After more than two years of company-building and fundraising, Tampa-based Sypher Insurance Exchange has won its certificate of authority and a financial rating. The stamps of approval mark Sypher’s official entry into the market as the first property insurer with significant investment from insurance agents.

Sypher CEO and Founder Subhashish Dutta called it the start of “new era” for the Florida property insurance.

“We bring a fundamentally different approach to sustainable capacity in Florida,” Dutta said in a statement. “Over the past two years, we have built an integrated platform that brings together insurance, reinsurance, and technology from day one.”

The Florida Office of Insurance Regulation last week granted the COA, making Sypher the 21st new property insurer to enter the Florida market since 2022 legislative changes that helped ease excessive claims litigation costs for carriers.

That COA was followed by a “BBB” financial strength rating from the KBRA rating firm on Monday, June 1.

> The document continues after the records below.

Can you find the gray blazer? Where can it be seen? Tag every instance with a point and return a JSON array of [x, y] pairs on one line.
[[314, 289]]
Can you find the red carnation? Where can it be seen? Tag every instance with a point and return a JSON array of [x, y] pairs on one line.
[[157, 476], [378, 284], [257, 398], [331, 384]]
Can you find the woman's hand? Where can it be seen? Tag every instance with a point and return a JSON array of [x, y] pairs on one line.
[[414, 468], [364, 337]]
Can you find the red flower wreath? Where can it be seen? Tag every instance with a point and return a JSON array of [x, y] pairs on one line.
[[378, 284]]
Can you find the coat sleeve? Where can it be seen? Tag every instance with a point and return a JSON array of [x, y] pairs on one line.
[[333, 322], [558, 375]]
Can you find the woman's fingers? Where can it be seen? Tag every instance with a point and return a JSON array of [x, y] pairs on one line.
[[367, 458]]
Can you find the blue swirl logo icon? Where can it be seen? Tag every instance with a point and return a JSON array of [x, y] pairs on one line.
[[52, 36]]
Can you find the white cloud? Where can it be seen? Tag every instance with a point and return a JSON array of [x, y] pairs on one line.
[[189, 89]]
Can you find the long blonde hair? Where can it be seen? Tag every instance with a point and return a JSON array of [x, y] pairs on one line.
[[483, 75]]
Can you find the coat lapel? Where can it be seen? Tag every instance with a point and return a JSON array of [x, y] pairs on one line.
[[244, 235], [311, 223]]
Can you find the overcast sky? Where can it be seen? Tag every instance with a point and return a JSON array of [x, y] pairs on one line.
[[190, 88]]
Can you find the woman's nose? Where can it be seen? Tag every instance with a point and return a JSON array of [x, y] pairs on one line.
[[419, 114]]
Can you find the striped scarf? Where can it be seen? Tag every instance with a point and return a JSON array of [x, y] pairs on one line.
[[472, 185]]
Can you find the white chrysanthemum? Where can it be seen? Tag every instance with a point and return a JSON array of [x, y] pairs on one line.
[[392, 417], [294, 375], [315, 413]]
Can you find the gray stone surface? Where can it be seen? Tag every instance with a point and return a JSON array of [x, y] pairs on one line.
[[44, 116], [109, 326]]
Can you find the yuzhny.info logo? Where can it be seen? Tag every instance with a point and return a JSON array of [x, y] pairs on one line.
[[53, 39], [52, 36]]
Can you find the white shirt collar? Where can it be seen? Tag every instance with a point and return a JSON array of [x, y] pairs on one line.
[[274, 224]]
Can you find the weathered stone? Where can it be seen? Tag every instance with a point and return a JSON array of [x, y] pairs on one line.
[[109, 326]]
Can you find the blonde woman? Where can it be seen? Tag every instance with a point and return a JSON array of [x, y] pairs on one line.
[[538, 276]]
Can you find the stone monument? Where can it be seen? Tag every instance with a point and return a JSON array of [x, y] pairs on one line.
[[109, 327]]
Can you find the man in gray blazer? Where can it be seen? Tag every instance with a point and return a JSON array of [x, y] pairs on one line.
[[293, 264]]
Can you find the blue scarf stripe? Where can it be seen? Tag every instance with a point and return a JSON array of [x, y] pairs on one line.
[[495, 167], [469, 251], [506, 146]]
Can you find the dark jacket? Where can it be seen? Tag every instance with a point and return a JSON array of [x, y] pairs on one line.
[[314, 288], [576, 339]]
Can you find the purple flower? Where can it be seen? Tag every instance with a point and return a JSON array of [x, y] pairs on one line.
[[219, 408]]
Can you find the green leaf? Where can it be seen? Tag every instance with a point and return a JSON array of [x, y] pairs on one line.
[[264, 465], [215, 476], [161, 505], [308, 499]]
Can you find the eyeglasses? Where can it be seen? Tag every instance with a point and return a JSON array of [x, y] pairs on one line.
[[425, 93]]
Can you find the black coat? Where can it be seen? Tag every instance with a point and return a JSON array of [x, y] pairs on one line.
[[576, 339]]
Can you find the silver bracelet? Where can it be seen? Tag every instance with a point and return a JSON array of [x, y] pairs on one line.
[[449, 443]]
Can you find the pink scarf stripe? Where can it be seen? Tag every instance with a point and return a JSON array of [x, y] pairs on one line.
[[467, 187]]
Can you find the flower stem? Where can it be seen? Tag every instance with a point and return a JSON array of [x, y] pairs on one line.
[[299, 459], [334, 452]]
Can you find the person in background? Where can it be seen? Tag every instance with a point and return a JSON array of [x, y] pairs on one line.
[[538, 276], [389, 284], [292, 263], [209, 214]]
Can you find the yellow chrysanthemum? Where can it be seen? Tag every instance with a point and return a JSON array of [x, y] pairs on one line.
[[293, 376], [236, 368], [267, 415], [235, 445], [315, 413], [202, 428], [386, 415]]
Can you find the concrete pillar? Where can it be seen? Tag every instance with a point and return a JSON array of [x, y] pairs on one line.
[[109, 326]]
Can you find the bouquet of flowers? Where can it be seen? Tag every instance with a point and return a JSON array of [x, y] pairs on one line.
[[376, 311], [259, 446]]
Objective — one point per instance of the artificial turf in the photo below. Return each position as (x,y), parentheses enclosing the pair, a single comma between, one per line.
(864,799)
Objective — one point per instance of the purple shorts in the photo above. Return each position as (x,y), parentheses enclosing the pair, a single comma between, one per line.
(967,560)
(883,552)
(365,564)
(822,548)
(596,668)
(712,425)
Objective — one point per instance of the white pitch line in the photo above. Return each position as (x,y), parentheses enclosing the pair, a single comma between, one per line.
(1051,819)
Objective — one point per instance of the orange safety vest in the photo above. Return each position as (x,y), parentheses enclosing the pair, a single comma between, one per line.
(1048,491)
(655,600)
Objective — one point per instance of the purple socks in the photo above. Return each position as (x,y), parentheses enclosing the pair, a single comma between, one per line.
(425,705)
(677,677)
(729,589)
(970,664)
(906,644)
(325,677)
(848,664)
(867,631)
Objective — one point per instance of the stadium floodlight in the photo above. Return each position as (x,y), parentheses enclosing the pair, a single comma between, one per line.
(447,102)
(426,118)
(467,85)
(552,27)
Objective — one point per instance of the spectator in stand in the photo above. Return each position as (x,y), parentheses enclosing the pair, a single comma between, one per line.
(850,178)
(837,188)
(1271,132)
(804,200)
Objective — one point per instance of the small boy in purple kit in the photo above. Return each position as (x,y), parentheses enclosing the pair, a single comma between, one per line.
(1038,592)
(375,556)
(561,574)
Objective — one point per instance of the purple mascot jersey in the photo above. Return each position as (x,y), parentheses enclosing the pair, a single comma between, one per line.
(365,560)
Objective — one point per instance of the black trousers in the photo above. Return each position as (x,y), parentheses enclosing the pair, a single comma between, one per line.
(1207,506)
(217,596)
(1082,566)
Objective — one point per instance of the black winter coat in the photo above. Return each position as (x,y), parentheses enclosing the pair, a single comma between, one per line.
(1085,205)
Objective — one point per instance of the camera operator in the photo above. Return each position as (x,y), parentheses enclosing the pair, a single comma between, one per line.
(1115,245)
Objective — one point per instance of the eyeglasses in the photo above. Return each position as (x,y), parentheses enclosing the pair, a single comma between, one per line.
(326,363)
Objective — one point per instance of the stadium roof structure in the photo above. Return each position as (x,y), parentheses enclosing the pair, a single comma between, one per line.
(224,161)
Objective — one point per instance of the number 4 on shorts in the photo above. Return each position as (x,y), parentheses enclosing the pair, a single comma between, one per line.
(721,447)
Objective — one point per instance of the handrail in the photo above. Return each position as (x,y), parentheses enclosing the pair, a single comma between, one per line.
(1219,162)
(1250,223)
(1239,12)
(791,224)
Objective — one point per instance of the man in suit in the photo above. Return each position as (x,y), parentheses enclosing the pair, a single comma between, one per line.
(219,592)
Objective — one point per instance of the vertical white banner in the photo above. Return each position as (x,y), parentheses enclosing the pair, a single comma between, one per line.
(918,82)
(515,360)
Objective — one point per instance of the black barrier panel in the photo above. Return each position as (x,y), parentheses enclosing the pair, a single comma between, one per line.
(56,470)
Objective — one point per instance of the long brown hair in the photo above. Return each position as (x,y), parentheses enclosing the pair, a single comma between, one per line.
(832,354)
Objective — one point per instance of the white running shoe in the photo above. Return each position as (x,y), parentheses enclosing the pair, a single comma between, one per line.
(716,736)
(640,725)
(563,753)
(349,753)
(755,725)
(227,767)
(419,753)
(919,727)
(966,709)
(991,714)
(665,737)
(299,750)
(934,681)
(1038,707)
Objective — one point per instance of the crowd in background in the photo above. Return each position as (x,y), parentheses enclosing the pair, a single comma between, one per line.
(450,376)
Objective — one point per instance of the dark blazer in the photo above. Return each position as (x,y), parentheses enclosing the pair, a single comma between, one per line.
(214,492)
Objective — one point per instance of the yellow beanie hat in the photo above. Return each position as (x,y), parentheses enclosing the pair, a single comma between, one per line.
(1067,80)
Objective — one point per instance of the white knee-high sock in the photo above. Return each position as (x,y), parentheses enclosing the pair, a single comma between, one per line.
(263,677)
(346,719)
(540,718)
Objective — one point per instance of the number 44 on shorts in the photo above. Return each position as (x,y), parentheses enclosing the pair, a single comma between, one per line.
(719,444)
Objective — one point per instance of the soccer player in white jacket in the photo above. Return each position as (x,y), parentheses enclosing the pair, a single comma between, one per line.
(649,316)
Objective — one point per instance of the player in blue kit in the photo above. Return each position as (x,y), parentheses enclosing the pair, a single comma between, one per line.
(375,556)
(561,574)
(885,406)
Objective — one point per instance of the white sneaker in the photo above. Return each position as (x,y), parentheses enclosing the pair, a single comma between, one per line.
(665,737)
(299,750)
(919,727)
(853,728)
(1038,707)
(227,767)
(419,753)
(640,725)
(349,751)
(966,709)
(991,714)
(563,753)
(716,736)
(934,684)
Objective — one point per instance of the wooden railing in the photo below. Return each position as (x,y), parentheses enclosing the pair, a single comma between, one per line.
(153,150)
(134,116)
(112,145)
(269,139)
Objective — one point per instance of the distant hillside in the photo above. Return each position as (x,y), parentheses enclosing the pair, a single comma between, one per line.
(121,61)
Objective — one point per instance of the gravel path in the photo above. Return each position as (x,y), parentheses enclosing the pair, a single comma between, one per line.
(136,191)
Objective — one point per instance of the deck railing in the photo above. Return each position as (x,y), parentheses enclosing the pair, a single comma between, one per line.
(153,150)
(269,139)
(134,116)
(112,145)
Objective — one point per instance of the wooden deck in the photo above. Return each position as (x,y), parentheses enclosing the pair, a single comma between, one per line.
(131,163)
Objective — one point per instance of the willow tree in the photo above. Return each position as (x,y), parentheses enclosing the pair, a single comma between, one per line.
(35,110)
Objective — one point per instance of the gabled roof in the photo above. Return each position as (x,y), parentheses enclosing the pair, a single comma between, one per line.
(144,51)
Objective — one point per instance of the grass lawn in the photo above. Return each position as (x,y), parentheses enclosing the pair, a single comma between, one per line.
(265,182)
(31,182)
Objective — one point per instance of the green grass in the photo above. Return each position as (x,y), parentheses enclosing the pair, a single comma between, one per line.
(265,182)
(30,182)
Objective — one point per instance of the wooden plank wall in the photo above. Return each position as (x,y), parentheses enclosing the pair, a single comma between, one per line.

“The rating reflects adequate initial capitalization to support near-term operating volatility, low net underwriting leverage supported by the Exchange’s quota share reinsurance structure, and a conservative investment strategy that emphasizes liquidity and capital preservation,” KBRA said in its rating report.

As a startup, not a spinoff, Sypher also benefits from not having legacy liabilities and reserve development risk, the rating firm noted. Sypher leadership has chosen to stay away from takeouts from the state-created Citizens Property Insurance Corp. and rely on what KBRA said is a good thing: “controlled organic growth.”

On the other hand, KBRA noted, Sypher’s statutory surplus is funded entirely through a surplus note—$25 million initially. That means high financial leverage and weaker capital quality.

“The rating is further constrained by the Exchange’s concentration in Florida residential property, which exposes results to catastrophe risk, weather-related volatility, and Florida-specific regulatory and litigation developments,” the rating agency wrote. “While reinsurance materially mitigates retained loss severity and supports net underwriting leverage, the Exchange remains dependent on continued access to reinsurance capacity at economically viable terms.”

Still, KBRA said the outlook for Sypher is stable, with an expectation that the exchange will maintain adequate capitalization and will preserve targeted underwriting leverage consistent with its business plan. The combined ratio for Sypher should be a healthy 82% within 12 months, KBRA said.

Sypher made headlines in early 2024 when it was announced that the Florida Association of Insurance Agents, the largest agent group in the state, had made an unprecedented and significant investment in the company. The dollar amount of FAIA’s investment has not been made public.

Sypher will distribute HO policies exclusively through independent agents, and KBRA said that Sypher will benefit from its relationships with agents, which could help with early onboarding of policyholders. The exchange’s leaders have said the company has met repeatedly with agents to iron out which technology platforms it should be using to let agencies quote, bind and service business.

Sypher should start writing homeowners policies later this summer, leadership said.

Company officials have not indicated what average HO rates or premiums may be. Much of a rate filing with OIR from early this year is marked “trade secret” and is not viewable. But other parts of the January filing had highlighted sections from other carriers’ previous filings, showing ways in which the insurer may limit its exposure. These include a premium surcharge on seasonal property that remains unoccupied for much of the year; and an optional HO policy endorsement for animal liability.